Jesus fully understood that his disciples would struggle with the departure that his Ascension would seem to present. He was anxious to reassure them, and indeed ourselves, that his presence would continue amongst them.
“Do not let your hearts be troubled. Trust in God still, and trust in me. I am now going to prepare a place for you, and after I have gone and prepared you a place, I shall return and take you with me; so that where I am you may be too.” We have heard these words of promise at countless funerals, and have been comforted in the reassurance that those who have gone before us live forever in the presence of the Father and the Son: the Lord has taken them to himself.
But is this place with the Father, so carefully prepared by Jesus, something that is ours only after death? As Thomas continued the dialogue with his Lord, it became increasingly evident that this place with the Father is ours already. In response to the Lord’s assertion that his disciples already knew the way to the place where he was going, Thomas protested.

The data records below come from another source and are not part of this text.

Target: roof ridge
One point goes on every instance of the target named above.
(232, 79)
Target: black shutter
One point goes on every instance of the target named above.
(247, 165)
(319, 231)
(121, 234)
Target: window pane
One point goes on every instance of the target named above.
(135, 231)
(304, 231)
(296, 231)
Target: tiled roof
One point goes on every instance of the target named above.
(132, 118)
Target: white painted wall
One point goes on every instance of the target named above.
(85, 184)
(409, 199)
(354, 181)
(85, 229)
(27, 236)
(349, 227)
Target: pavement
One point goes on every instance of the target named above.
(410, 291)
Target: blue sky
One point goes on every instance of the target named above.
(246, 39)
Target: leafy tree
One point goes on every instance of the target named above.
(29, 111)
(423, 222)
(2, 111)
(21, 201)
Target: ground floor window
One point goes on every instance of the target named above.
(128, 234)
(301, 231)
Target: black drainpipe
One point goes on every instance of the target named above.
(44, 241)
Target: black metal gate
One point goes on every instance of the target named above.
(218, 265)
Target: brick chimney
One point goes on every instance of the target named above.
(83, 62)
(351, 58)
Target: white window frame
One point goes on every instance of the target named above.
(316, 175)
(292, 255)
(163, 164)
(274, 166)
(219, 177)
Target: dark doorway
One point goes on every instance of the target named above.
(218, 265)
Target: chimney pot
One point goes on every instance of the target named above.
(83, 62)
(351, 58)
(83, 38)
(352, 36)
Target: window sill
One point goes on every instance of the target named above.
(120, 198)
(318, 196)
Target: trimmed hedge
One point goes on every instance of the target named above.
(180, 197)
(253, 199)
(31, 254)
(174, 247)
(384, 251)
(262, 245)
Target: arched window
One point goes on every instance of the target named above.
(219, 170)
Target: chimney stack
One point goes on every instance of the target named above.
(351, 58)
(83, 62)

“Lord, we do not know where you are going, so how can we know the way?”
Surely Thomas was putting into words the doubts and uncertainties of all believers who feel that theirs is a sometimes lonely journey into the presence of the Father. How can we, sinners that we are, know that we live in communion with the Father, Son and Holy Spirit?
How can we know that already we live in that place promised by Jesus? Philip demanded a more palpable reassurance: “Lord, let us see the Father and then we shall be satisfied.” In his response Jesus opened the eyes of his disciples to an entirely new communion with Father, Son and Holy Spirit. Jesus spoke of his own communion with the Father as an indwelling, something reaching beyond what is seen and experienced by the senses.
“Have I been with you all this time and you still do not know me? To have seen me is to have seen the Father. Do you not believe that I am in the Father, and the Father is in me?”
Jesus described his whole ministry as the outpouring of the Father who dwelt in his heart.
“The words I say to you I do not speak as from myself: it is the Father, living in me, who is doing this work. You must believe me when I say that I am in the Father and the Father is in me.”
The power of Christ’s Resurrection, through the Holy Spirit, brings us into this communion with the Father and the Son. It was in the strength and power of this communion that Jesus could make such an extraordinary promise.
“I tell you solemnly, whoever believes in me will perform the same works as I do myself, he will perform even greater works, because I am going to the Father.”
To have known Jesus in prayer, in Word and Sacrament, is to live already in the presence of Father, Son and Holy Spirit.